DocketNumber: S.F. No. 2883.
Citation Numbers: 73 P. 466, 139 Cal. 630, 1903 Cal. LEXIS 879
Judges: Cooper
Filed Date: 7/18/1903
Status: Precedential
Modified Date: 10/19/2024
This action was brought to recover damages for breach of contract to marry. The case was tried with a jury, and a verdict rendered for plaintiff in the sum of seven hundred and fifty dollars, upon which judgment was entered. This appeal is from the judgment and order denying defendant's motion for a new trial.

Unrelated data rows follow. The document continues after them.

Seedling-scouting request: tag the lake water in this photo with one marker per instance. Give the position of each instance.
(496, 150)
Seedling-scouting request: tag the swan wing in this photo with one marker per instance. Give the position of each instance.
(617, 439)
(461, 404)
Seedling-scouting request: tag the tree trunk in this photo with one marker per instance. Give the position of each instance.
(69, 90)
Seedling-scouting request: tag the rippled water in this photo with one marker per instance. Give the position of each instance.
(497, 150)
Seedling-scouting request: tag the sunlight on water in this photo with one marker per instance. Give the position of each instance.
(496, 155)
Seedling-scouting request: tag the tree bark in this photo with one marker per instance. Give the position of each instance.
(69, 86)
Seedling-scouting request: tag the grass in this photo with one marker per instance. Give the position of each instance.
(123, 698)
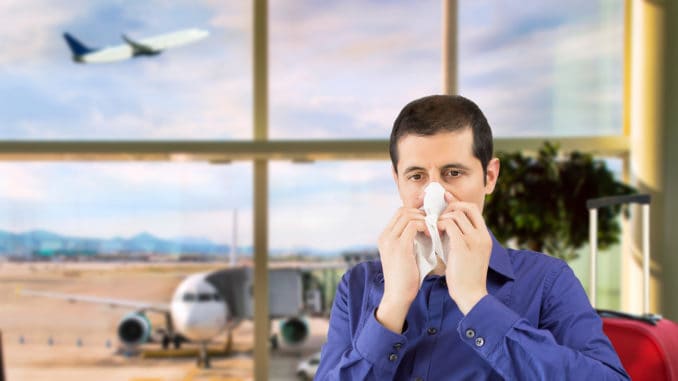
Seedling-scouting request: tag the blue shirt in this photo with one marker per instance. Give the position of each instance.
(536, 323)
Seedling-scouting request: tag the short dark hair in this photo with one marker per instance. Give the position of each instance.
(436, 113)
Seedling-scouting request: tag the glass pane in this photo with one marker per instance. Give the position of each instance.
(344, 69)
(320, 213)
(544, 68)
(198, 90)
(115, 232)
(327, 208)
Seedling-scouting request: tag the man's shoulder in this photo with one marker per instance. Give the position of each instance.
(527, 261)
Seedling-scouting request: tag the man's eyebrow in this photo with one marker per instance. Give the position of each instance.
(455, 166)
(412, 169)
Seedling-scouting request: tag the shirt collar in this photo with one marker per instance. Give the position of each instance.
(499, 259)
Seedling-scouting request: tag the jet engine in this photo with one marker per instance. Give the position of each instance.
(134, 329)
(294, 330)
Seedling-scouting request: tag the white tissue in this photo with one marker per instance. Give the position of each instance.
(428, 249)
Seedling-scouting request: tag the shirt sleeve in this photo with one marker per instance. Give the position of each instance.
(569, 344)
(374, 353)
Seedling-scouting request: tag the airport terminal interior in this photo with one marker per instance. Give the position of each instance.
(184, 184)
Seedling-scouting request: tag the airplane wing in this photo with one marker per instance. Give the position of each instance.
(140, 48)
(169, 40)
(120, 303)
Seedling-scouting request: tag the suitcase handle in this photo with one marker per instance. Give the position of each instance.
(596, 203)
(651, 319)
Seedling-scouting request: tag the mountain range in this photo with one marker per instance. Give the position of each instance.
(45, 243)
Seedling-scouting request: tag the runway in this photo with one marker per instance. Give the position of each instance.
(53, 340)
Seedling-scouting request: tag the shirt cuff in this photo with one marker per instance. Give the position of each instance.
(380, 346)
(486, 325)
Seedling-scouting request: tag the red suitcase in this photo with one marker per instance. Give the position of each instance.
(647, 344)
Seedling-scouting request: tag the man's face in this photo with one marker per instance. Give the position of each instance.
(446, 158)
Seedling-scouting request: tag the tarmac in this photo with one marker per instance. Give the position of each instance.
(46, 339)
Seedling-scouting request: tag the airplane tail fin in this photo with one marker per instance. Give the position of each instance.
(77, 47)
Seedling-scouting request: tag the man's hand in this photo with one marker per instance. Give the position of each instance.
(401, 275)
(469, 252)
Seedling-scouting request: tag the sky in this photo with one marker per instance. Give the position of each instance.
(338, 69)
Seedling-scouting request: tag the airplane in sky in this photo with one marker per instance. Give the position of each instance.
(206, 304)
(150, 46)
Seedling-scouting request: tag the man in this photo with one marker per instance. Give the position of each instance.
(489, 312)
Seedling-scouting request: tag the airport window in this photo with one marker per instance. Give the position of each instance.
(329, 208)
(343, 69)
(152, 211)
(199, 90)
(544, 68)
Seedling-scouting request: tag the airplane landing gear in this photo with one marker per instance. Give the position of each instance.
(203, 360)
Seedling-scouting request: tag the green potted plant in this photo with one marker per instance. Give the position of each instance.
(540, 201)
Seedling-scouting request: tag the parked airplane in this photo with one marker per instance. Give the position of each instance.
(132, 48)
(205, 304)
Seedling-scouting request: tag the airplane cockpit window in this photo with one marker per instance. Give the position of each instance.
(189, 297)
(203, 297)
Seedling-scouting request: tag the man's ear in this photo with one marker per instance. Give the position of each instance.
(492, 175)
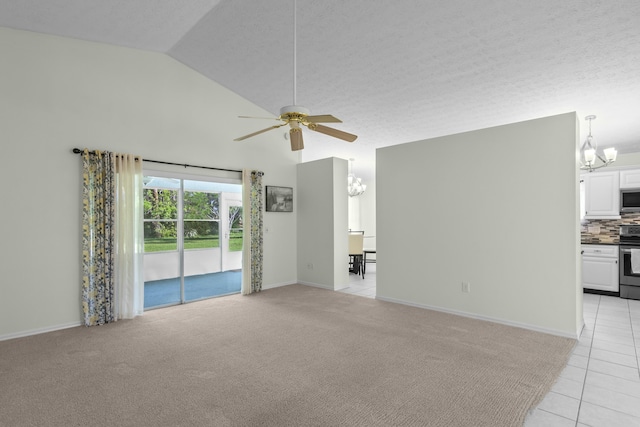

1. It is claimed that the court erred in overruling the defendant's demurrer to the complaint. The complaint was filed August 11, 1900. The contract to marry is alleged to have been made on August 10, 1898, and the breach or refusal of defendant to marry the plaintiff is alleged to have occurred on the ninth day of August, 1900. The defect relied upon is, that the complaint alleges that plaintiff was at all times up to and including the ninth day of August, 1900, ready and willing to marry the defendant, and that it does not allege that she was ready and willing to marry defendant after August 9, 1900, up to the time of filing the complaint, August 11, 1900. The complaint was sufficient in the respect pointed out. The breach occurred on August 9, 1900, at which time it is alleged defendant refused to marry plaintiff, although plaintiff was ready and willing to marry the defendant. It is further alleged in the complaint that the defendant not only refused to marry the plaintiff on the ninth day of August, 1900, but that he continued to refuse up to the time of filing the complaint. When the defendant broke his promise the plaintiff had a cause of action. The breach occurred then and there. The plaintiff was not required to further request the defendant to marry her after she had once done so and he had refused. If the defendant had afterwards repented of his refusal, and before the complaint was filed had gone to plaintiff and asked her forgiveness, *Page 632 and offered to carry out his contract, that might present a different question. But nothing of the kind seems to have occurred, for in the answer the defendants "admits that on the said ninth day of August, 1900, he refused to marry said plaintiff at any time, or ever, or at all, and that he still refuses so to do." Not only this, but the demurrer was general. It did not in any way point out the alleged defect in the complaint.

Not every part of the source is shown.